A Theology of Prayer (Or Reasons Prayer Goes Unanswered)

Brief note: Raised in a conservative evangelical tradition, sermons on prayer were as common as “Amens” from Deacon Ted or Betty’s scalloped potatoes on potluck Sundays. We were Sunday-schooled by: “God has established prayer as the means to receive his supernatural help…so to live a life worthy of the gospel (John Piper).” We were sprinkled, dipped and baptized into the importance and imperative of prayer. And yet I’m not sure if we (well, me) understood it. I studied it, I practiced it, but never made sense of it. Still, despite the oddness of prayer, despite my beliefs that have angled away from evangelical currents, I’ve never really quit praying…I’ve just quit calling it that. Now, sitting quietly in an attitude of lovingkindness (with someone’s name) seems the best I can do, perhaps the most I should do.

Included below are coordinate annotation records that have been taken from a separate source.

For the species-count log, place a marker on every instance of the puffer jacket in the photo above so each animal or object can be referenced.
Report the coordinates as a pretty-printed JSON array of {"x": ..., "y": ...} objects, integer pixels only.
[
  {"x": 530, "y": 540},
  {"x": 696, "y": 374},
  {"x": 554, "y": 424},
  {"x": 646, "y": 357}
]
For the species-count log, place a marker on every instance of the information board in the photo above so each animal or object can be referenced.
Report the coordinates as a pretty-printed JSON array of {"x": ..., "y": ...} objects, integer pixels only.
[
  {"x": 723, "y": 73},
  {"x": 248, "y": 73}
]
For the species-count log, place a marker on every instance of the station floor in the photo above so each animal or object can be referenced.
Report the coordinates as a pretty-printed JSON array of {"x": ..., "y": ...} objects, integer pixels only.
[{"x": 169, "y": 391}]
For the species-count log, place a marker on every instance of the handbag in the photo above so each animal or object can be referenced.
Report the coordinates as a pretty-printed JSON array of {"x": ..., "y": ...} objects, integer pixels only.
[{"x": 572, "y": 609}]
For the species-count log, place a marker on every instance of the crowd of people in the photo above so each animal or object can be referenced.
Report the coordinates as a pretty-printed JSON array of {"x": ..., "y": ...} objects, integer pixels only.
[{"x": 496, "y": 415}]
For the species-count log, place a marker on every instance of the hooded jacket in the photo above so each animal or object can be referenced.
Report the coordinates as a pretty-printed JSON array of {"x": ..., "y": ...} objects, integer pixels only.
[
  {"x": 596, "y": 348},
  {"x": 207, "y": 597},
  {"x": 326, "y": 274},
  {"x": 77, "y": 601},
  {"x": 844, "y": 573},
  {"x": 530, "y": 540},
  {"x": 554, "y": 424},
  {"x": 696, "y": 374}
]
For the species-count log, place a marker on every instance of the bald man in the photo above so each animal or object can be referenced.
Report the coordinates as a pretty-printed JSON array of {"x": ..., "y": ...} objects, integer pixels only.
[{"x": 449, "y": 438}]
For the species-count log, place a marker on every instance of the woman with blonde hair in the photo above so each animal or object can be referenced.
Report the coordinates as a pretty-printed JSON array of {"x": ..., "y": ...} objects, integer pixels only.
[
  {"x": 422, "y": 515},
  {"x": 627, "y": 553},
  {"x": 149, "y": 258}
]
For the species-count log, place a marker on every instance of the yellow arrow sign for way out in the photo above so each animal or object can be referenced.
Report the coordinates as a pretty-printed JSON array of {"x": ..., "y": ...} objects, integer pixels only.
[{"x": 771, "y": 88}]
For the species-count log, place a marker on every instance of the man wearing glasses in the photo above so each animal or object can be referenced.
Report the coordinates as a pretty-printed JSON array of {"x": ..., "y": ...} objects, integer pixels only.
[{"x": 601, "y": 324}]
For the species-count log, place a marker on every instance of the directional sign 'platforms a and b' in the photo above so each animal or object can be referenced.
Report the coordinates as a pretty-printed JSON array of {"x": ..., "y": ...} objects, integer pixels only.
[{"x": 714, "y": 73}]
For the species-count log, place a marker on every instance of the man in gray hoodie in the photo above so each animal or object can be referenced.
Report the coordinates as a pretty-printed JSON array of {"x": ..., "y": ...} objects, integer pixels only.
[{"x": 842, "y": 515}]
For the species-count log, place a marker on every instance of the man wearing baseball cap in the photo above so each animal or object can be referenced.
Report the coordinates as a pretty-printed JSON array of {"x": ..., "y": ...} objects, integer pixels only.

While this poem is a response to my old beliefs about prayer, I think it ends with an opening — that is, the notion that to pray is not a thing.


A Theology of Prayer (Or Reasons Prayer Goes Unanswered)

Perhaps it’s absence of patience,
my insistent ‘now’
that prevents a response.
More righteous or virtuous?
certainly room there, but
more is a bucket with a hole in it.
Frequency may be my undoing: failure
to heed that bidding — pray without ceasing,
not unlike the way my old Ford Econoline
kept stalling on every incline.
Maybe it’s place and attendance:
forsaking-the-gathering? Guilty.
Which reminds me that there could be
something unconfessed — a sure non-starter.
Perhaps doubt is the problem; my belief,
the swinging doors of an old saloon.
Or more formally: my focus is faulty,
as it’s not to God’s glory.
Then there’s [His] will,
either knowable or inscrutable, which,
should my plea land beyond,
I’m pretty much screwed.
Maybe it’s worry (which the faithful say
is a form of unfaith) that gets in the way,
my daily anxiety over someone’s healing,
like some badger borrowing at the base of my brain
Possibly [He’s] answering a bigger petition,
so you can grow, as I’ve been told,
because your way isn’t [His] etc., etc.
Could be pride’s march to hypocrisy
or exhaustion leading to lethargy,
or one of the remaining five.
Then again maybe it’s just my ignorance.
Like the day, all those years ago, I went outside
and hung my prayer on a low branch
and waited, season upon season,
for the tree to take it up —
only to be mistaken about the way a tree grows.

10 Comments

  1. Very interesting. I never thought about prayer at all like that, and certainly not imaginative enough to hang it on a tree.

  2. A remarkable, honest and kind depiction of the complexity of being “angled away from evangelical currents…”. Fittingly, words of another poet come to mind:
    Prayer is the soul’s sincere desire,
    Uttered or unexpressed.
    The motion of a hidden fire
    That trembles in the breast.

  3. Thanks, Steve,
    The mistakes that conservative evangelicals have made about prayer…. I read a book once by a very famous pastor of that ilk entitled, “Too busy not to pray.” I thought it was a good book at the time. Much more recently, that pastor was removed from his very large church for sexual harasment of his staff!

    Loved the last line – reminded me of the “poem as lovely as a tree.”

    1. Ah, the all too common failing (although failing is an insufficient word) of powerful, puffed-up preachers. As happened, his successor (co-founder) lasted three months before he too was removed for the same charge.

      But thanks Sam, for reading and for the encouragement.

  4. Stephen,
    I always seem to “find” your writing late, but at that perfect moment. I was just having a conversation with my brother (6 years younger) today about our memories of church and church people and the private preaching, scolding and warnings they gave us. Your line “and the Could be pride’s march to hypocrisy” was too perfect. We were reflecting on social media comments posted by cousins – raised in the same church and culture – and wondered how they diverged so much from us in their thinking and beliefs. He reminded me that it was the two of us who diverged from the fire and brimstone and hypocrisy. I guess this is due, in part, to our “liberal” education and our global travels where we have met and broken bread with some of the “other,” or the heathens as some from our church would have called them. And then, of course, there was the latest titillating story of hypocrisy that broke from Mr. Jerry Falwell, Jr.

    I am going to ponder your ending for some time, as I look for those prayers hanging on low branches and strive to be more observant of the way that trees grow.